5. Waldorf Blofeld Desktop
Price: £507/$579 | Buy Waldorf Blofeld Desktop
Having acquired PPG’s intellectual property when the company closed, German manufacturer Waldorf has spent decades perfecting and advancing Palm’s original wavetable technology. This is on full display in the Blofeld Desktop, a sleek, stylish unit that packs a large collection of classic and new wavetables, alongside the ability to load user samples.

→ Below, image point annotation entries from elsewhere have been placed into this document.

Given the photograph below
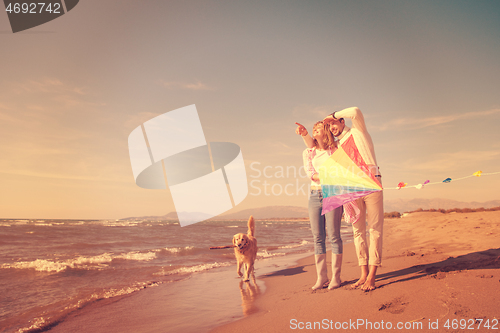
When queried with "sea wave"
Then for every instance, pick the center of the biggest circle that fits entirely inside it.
(193, 269)
(89, 263)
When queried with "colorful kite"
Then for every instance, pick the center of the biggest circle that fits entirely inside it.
(447, 180)
(345, 177)
(401, 185)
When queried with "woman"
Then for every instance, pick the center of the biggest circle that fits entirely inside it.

6. Native Instruments Kontakt
Price: £269/$299 | Buy Native Instruments Kontakt 7
NI’s ever-popular Massive demonstrates the huge potential of wavetables, but sadly cannot import user wavetables. Not so Massive’s stablemate, the sampling powerhouse that is Kontakt. In truth, Kontakt’s wavetable features are quite basic, but this is more than compensated for by the sampler’s formidable downstream sound design capabilities.
7. Xfer Serum
Price: $189/£129 | Buy Xfer Serum
One of the most widely used wavetable synths is Serum, and this is in no small part thanks to its powerful import tools that can create a useful and useable wavetable out of almost anything you throw at it. The intelligent importer can recognise the pitch and phase of imported audio, and fix most common wavetable issues effortlessly.
8. Steinberg HALion
Price: $349/£298 | Buy Steinberg HALion
One of the many strings to HALion’s bow is its flexible wavetable engine, multiple instances of which can be stacked-up in a single program (alongside many other flavours of synth engine). The engine includes a powerful wavetable editor that recognises pitch, adjusts phase, and generally makes light work of custom wavetable creation.

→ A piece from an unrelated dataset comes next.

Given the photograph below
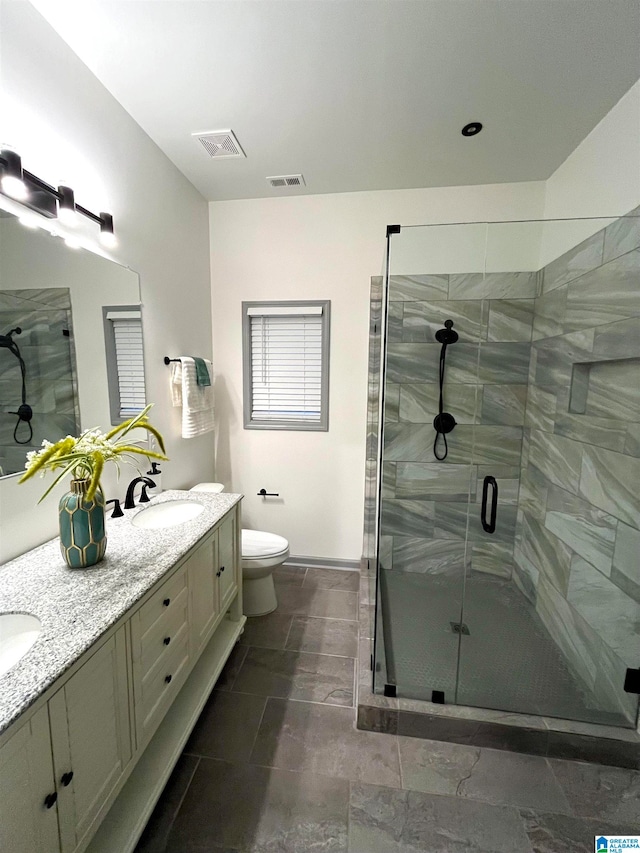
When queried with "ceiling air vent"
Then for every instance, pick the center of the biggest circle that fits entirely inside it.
(220, 144)
(287, 181)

9. Synthesis Technology WaveEdit
Price: Free | Download
Whilst not the slickest piece of GUI design you’ll ever come across, if you have a synth that supports 256 sample-per-frame, 64 frame max wavetables then WaveEdit is the tool for you. The app allows you to draw or import waveforms and apply processors with parameter automation, before exporting the whole lot to a finished wavetable.
Price: Free | Download
Available for free, but with excellent premium options and presets available too, Vital is a super powerful and thoroughly modern wavetable synthesiser. The synth’s built-in wavetable import and editing tools provide a deep set of options that can take a lot of the workload out of custom wavetable creation.